Considering that 68 ships transit the Suez Canal per day on average, and that approximately 95% of the traffic is currently being rerouted, that could come to an extra 162,727 tons of emissions for every day that the conflict continues (about the same amount that a natural-gas fired power plant emits over five months). “Disruption to global trade does tend to mean more emissions. So yeah, so this is really bad for the climate,” says Armstrong.
Nonetheless, a weeks-long diversion around Africa for a couple of hundred boats is likely to have a marginal climate impact, compared to other major sources of emissions, says Jean-Paul Rodrigue, a professor of maritime business administration at Texas A&M University-Galveston. “Of course, everybody would prefer Suez to be used and hopefully it’s going to come back as soon as possible, but shipping is still the most environmentally sound and efficient way to move stuff over long distances.”

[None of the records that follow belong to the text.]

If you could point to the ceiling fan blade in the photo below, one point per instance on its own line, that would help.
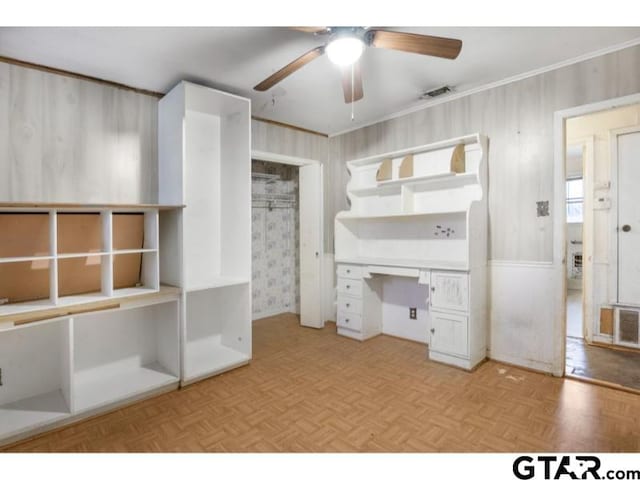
(310, 29)
(414, 43)
(352, 92)
(283, 73)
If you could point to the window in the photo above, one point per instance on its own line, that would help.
(575, 200)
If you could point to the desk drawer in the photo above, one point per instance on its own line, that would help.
(349, 271)
(352, 321)
(349, 305)
(350, 287)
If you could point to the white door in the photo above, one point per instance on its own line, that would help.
(311, 238)
(628, 218)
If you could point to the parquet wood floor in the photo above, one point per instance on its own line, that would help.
(312, 391)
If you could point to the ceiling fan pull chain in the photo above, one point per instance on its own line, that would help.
(352, 91)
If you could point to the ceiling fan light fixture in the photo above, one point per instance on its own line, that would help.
(344, 51)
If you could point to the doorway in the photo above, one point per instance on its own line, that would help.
(601, 178)
(287, 236)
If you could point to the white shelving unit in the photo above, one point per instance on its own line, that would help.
(60, 370)
(86, 325)
(430, 224)
(205, 163)
(84, 255)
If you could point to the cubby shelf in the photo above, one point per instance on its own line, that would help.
(203, 359)
(94, 390)
(32, 413)
(404, 262)
(205, 163)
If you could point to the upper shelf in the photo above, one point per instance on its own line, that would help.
(425, 183)
(465, 140)
(83, 207)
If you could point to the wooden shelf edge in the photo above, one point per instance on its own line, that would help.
(19, 319)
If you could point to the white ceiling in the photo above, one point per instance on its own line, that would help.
(237, 58)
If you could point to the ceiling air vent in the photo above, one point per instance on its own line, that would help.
(436, 92)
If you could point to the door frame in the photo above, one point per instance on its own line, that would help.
(301, 162)
(559, 218)
(614, 247)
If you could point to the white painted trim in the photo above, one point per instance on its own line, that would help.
(519, 264)
(279, 158)
(299, 162)
(498, 83)
(544, 367)
(559, 213)
(270, 313)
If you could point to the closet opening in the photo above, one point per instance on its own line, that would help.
(275, 239)
(602, 235)
(287, 238)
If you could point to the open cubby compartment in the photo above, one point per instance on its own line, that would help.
(422, 198)
(134, 231)
(423, 240)
(218, 337)
(27, 285)
(135, 273)
(36, 386)
(125, 353)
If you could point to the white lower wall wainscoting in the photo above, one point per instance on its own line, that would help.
(398, 294)
(523, 309)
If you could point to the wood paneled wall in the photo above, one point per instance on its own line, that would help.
(268, 137)
(64, 139)
(518, 119)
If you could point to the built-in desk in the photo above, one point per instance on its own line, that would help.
(416, 237)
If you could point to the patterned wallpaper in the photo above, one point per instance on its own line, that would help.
(274, 243)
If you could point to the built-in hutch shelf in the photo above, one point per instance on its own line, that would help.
(419, 212)
(205, 163)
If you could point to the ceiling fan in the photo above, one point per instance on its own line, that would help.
(346, 44)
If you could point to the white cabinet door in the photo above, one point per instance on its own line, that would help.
(311, 246)
(628, 218)
(449, 333)
(450, 291)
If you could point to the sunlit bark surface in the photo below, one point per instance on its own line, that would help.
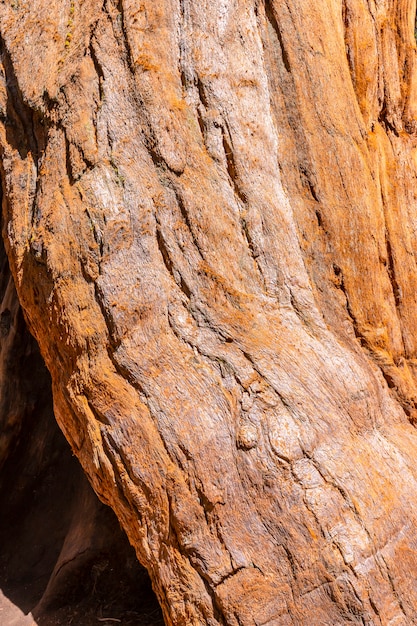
(210, 213)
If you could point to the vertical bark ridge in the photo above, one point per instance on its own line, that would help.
(194, 196)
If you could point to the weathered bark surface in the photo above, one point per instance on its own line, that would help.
(210, 213)
(63, 557)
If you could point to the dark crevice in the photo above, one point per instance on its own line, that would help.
(396, 289)
(269, 12)
(231, 167)
(63, 555)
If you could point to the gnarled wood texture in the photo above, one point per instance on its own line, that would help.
(210, 213)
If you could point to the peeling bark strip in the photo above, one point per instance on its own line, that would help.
(210, 215)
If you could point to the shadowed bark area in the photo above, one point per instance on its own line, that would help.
(63, 556)
(210, 216)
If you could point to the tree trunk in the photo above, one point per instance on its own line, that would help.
(211, 219)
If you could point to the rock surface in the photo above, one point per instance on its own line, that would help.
(210, 215)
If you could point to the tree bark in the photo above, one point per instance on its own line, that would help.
(210, 215)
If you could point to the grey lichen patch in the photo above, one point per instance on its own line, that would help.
(284, 435)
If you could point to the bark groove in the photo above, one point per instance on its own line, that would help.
(210, 217)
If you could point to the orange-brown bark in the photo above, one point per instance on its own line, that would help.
(210, 216)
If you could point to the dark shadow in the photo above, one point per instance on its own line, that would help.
(63, 556)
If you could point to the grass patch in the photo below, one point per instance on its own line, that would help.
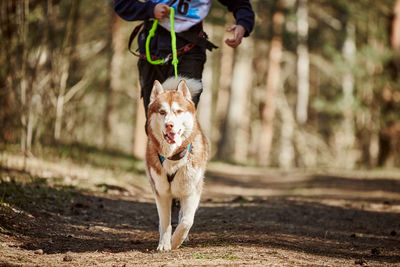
(20, 190)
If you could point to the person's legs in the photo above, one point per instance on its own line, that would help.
(148, 73)
(191, 65)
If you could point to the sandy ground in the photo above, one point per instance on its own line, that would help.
(248, 216)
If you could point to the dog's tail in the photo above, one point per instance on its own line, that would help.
(195, 86)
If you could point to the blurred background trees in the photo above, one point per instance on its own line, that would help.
(317, 84)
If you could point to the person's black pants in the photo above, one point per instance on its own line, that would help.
(190, 65)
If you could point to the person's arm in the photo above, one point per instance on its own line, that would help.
(134, 10)
(244, 15)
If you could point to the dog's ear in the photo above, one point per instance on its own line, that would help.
(183, 89)
(157, 89)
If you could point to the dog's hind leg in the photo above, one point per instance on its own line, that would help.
(188, 206)
(179, 219)
(164, 213)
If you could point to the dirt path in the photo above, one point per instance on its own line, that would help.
(247, 217)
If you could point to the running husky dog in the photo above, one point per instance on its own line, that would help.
(176, 156)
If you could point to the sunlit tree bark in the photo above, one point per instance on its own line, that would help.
(273, 78)
(303, 63)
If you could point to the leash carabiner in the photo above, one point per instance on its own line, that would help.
(173, 43)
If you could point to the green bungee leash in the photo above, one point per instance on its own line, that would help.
(173, 43)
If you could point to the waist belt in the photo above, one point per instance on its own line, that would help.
(195, 36)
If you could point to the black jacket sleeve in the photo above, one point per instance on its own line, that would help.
(243, 13)
(134, 10)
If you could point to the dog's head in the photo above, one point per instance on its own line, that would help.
(171, 113)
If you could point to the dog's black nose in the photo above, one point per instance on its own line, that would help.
(169, 126)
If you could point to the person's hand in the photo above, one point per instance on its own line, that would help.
(161, 11)
(238, 33)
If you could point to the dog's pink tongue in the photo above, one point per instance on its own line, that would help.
(170, 137)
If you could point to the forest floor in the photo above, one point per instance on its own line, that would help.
(69, 209)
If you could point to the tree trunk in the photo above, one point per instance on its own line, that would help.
(205, 105)
(303, 62)
(221, 109)
(64, 65)
(345, 135)
(395, 36)
(273, 78)
(139, 139)
(238, 119)
(116, 49)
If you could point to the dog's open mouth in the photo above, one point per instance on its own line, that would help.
(170, 137)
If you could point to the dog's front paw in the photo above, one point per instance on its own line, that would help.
(164, 246)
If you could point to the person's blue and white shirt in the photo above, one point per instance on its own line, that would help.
(187, 13)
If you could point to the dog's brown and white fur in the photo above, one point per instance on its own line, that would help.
(172, 126)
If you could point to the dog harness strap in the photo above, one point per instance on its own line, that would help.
(177, 156)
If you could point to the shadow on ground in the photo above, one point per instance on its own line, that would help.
(61, 219)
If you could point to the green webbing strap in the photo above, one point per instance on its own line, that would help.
(173, 43)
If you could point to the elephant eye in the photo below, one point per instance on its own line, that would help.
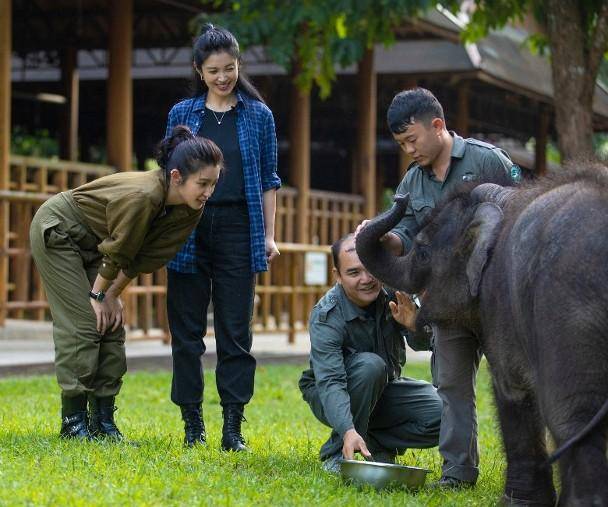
(423, 255)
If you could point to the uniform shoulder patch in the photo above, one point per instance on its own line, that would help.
(515, 173)
(327, 304)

Still, every ton of emissions counts, especially when rising temperatures are driving unexpected weather changes with significant economic impacts, particularly when it comes to transport. Drought along the Mississippi River basin in the U.S., and around the Rhine River in Europe, choked river transport last year. Now it is slowing trade through the Western Hemisphere’s most important route.
Unlike the Suez Canal, which links two bodies of water at similar elevations, transit through the Panama Canal relies on a series of ascending locks that use water drawn from a nearby lake. But several seasons of little-to-no rainfall have lowered the water levels, and as a result boats passing through the canal have had to reduce their cargo loads by 40% in order to reduce draft. That translates into diversions, delays, and additional CO2 emissions, especially if shippers turn instead to diesel powered trains and trucks to transport goods overland.
Even if Armstrong agrees that the overall emissions impact of choked traffic on both the Suez and Panama canals is marginal, that calculus could change should continued delays drive a greater demand for speed. Shipping companies avoid traveling at full throttle to conserve fuel costs. But if global demand for goods increases, so too will transportation fees, and cargo ships will be more likely to lay on the gas, increasing emissions exponentially, says Armstrong. “Shipping speed, not distance, is actually the biggest threat for climate impacts. If a ship speeds up, it’s not like emissions go up relative to the increase. The relationship is cubic, so it’s a lot more.”
Armstrong calculates that if shipping companies reduced their speed by 10%, total emissions for the global shipping sector would be reduced by 30%—a significant improvement for an industry responsible for 2% of global emissions, on par with Germany. Even when additional journeys are factored in to make up for slower turnaround times, the end result was a 19% reduction in emissions. “There are a lot of simple things that can be done to reduce shipping’s climate impact,” says Armstrong. “Slowing down is the simplest.”
If anything, the bottlenecks in the two canals proves that the industry is resilient. While shipping fees have gone up, economies of scale mean that prices on the transported goods themselves have not. Long term, that may change. But short term, it proves that a cargo ship transporting refrigerators and sneakers from China to Europe around the Horn of Africa can take several days longer with little impact on the end consumer. That also means it could probably slow down once the Suez Canal opens up again, with a much better impact on emissions, and the climate.